What the government’s data doesn’t tell us
To be sure, what the BLS is trying to do is admirable. Based on a growing body of research, more people are choosing to freelance by capitalizing on the digital transformation of work, in many cases generating new opportunities for themselves and their communities. Unfortunately, the new CWS isn’t likely a complete snapshot of these changes. For starters, the government’s research samples the rapidly evolving freelance workforce only at wide intervals. Aside from one study in 2001 and another in 2005, every other public report from the Bureau of Labor Statistics is from the 1980s and ’90s. Contingent workers just don’t seem to be top of mind for federal researchers.
Second, the latest study’s findings are already more than a year old now. As the analyst Mary Meeker points out in her annual Internet Trends report, released last week, work is changing rapidly, with technology driving high growth in on-demand jobs. Any changes that might have occurred in roughly the past 12 to 15 months aren’t likely captured in the CWS report.
But perhaps most worrying is that its methodology probably undercounts the size of the freelance economy. In designing this year’s survey, BLS researchers used benchmarking terms like “primary job,” a concept that doesn’t always reflect how people approach and perform various kinds of independent work anymore. It’s shortsighted to use an outmoded measure just because it makes for a handy comparison with historical data; worse, it may not give researchers the insight they’ll need to design better future studies.
Other benchmarking tactics are troubling for different reasons. The CWS is framed around a one-week snapshot of labor activity, which doesn’t provide an adequate timeframe to capture how freelancers are working today. Research that my own company, Upwork, released last fall in partnership with the Freelancers Union, found that independent workers aren’t necessarily working every day or even every week; that income volatility was actually a top concern that freelancers voiced. Analyzing a single week of labor activity every 13 years is unlikely to tell you that.
What’s more, the government found that just under 7% of American workers are freelancers. By contrast, our research estimates that workforce at 36% of American workers.
All research is welcome research
Still, the CWS adds useful context to the assumptions economists, entrepreneurs, and ordinary workers have otherwise had to make about the freelance workforce. Even if it took the BLS 13 years, it’s a good thing to have this data in hand. The more we know about Americans’ new ways of working, the better we can write policies and develop products and services to support them.
At the moment, we’re largely swinging in the dark. In the short term, without an accurate count or understanding of the freelance economy, we can’t tax work effectively. Longer-term, we can’t be sure that we’re investing in the right types of training, designing innovative benefits programs, or even planning cities for the future of work. Unlike any private entity, the government has the key to unlocking a more complete picture of how the labor force is changing, by tapping into national-level data from many departments and institutions. Those insights could have a tremendous impact on policymaking, infrastructure, and private-sector innovation.

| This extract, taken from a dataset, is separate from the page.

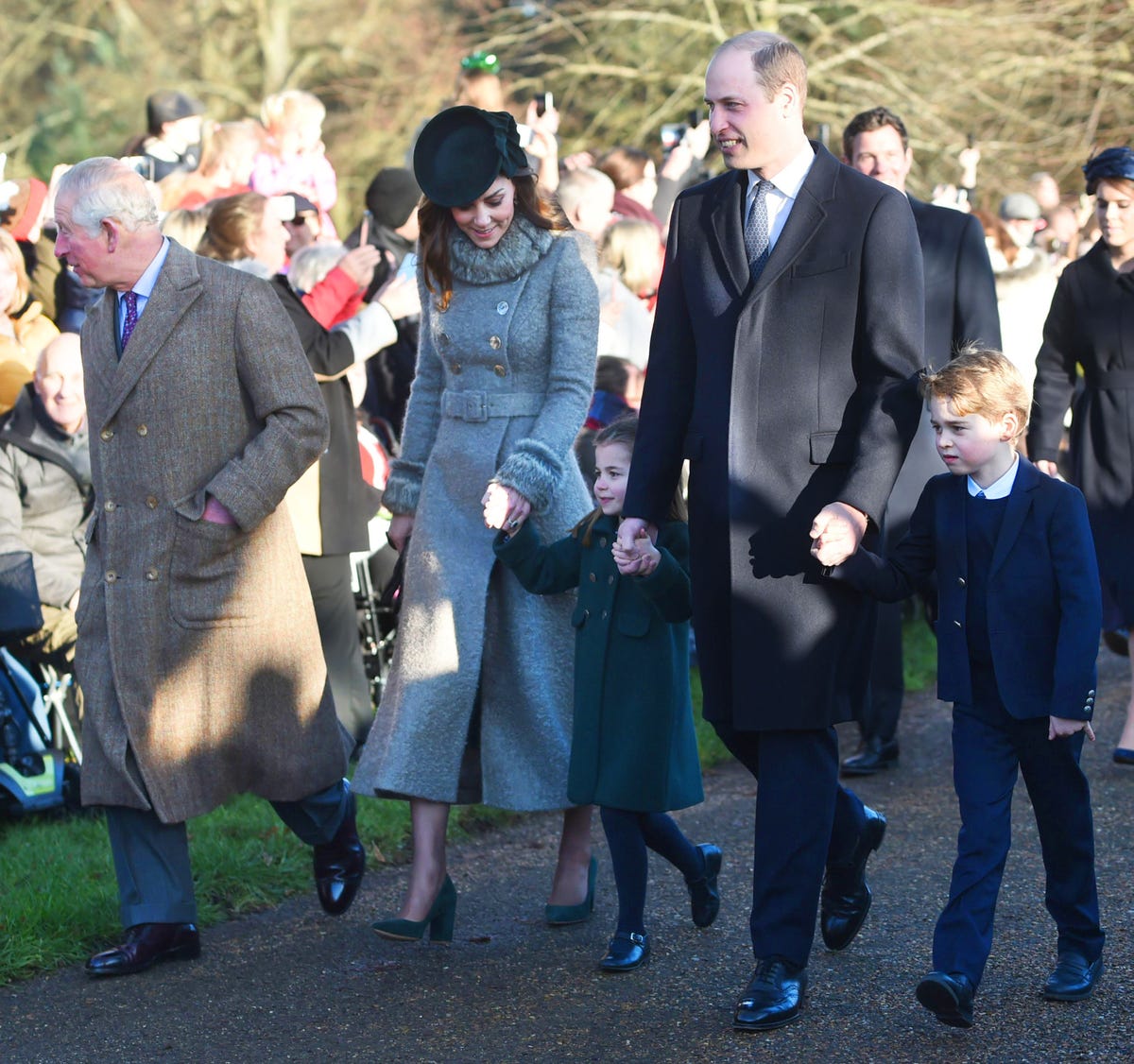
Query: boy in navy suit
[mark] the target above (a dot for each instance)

To begin with, the government should run robust studies like the CWS more often. Upwork and the Freelancers Union commission our own survey annually because the rapid evolution of the contingent workforce justifies this frequency. By contrast, the government studies the unemployment rate even more frequently, on a monthly basis. That regularity may be a heavy lift for the BLS, but checking in every year seems not only reasonable, but also crucial to supporting such a significant segment of the U.S. economy.
In the meantime, the government should leverage the data-based advantage it already has. Rather than rely simply on a limited one-week snapshot of labor activity, the government should supplement the CWS’s findings with other data, asking broader questions to tease out the motivations and impacts of changes independent workers respond and adapt to over the course of a year. Aggregating BLS and IRS data, for instance, seems an obvious place to start.
The federal government is great at keeping tabs on various aspects of the U.S. economy and labor force, but particularly where independent workers are concerned, it’s not very good at putting it all together. That’s a shame for everybody, and for freelancers in particular.
Correction: An earlier version of this story misstated the CWS’s estimate of the freelance workforce as approximately 4% of American workers, whereas that figure is just under 7%.